An apple a day breaks the bank

Apple computers may be sleek and stylish, but are they really better?

Macs are taking over campus! This isn’t a conspiracy theory, so you can keep your tinfoil hats safely stashed away, I promise. If you’ve taken courses on campus that allowed laptops, then you’ve probably noticed that the majority of students are using Apple products. To that my only question is why?

Mac laptops cost about $1,000 from the get-go. They tout security, privacy and top-of-the-line hardware. But how much of that is actually true? Very little of it, it turns out. Let’s take things one step at a time to drive the point home.

For starters, for that thousand-dollar investment you get an i5 processor, 4GB of ram and 128GB of flash storage. A $500 PC laptop more than matches those statistics (for example, the Toshiba C55D series), and even triples the 128GB of storage you find on a Mac.

“But Jocelyn,” you tell me, “Macs are secure, they don’t get viruses like PCs do.”

This was probably true back in the ‘90s when Apple computers were used by graphic designers only, but even Apple now admits that viruses are a common problem for its users too, so no, Macs aren’t really that much safer. A computer is as safe as its user. What’s more, Safari (Macs’ default browser) was hacked in a remarkable five seconds by French company Vupen, making even the terribly flawed (and often ridiculed) Internet Explorer look like a champion.
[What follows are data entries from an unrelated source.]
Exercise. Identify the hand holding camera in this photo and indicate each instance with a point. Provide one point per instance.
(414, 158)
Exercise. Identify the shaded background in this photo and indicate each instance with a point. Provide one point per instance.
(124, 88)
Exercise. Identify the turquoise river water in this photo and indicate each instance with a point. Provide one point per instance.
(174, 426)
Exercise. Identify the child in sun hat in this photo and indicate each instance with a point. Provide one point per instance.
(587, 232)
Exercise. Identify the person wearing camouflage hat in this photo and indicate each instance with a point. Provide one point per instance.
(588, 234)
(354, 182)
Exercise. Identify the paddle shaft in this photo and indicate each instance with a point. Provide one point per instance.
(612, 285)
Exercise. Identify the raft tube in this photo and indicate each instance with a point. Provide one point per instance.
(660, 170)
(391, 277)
So is it that Macs don’t break as often? Are cheaper to repair? Not quite. Mac components are more expensive, and can only be serviced by technicians that charge more than the average IT professional to fix. Why is this? Most Macs now require special tools to open up and service, and don’t take third party hardware very well at all. So what gives?

Macs are pretty, I get it. They’re easy to use and are fairly streamlined in how they function. At the end of the day, it’s your money and you can do what you like with it. But when I overhear someone on campus complain about how broke they are, while they’re hanging on to their $800 iPhone and $1,000 Macbook, a part of me dies a little. A Nexus 5 will cost you $250 straight from Google, without a contract, unlocked to every carrier, and an HP or Toshiba laptop will cost you between $500 and $700.

I suppose this raises another interesting question: Why are Macs the only computers sold on campus? Regardless of the answer, I have to congratulate Apple on their successful marketing, no matter how deceptive it actually is.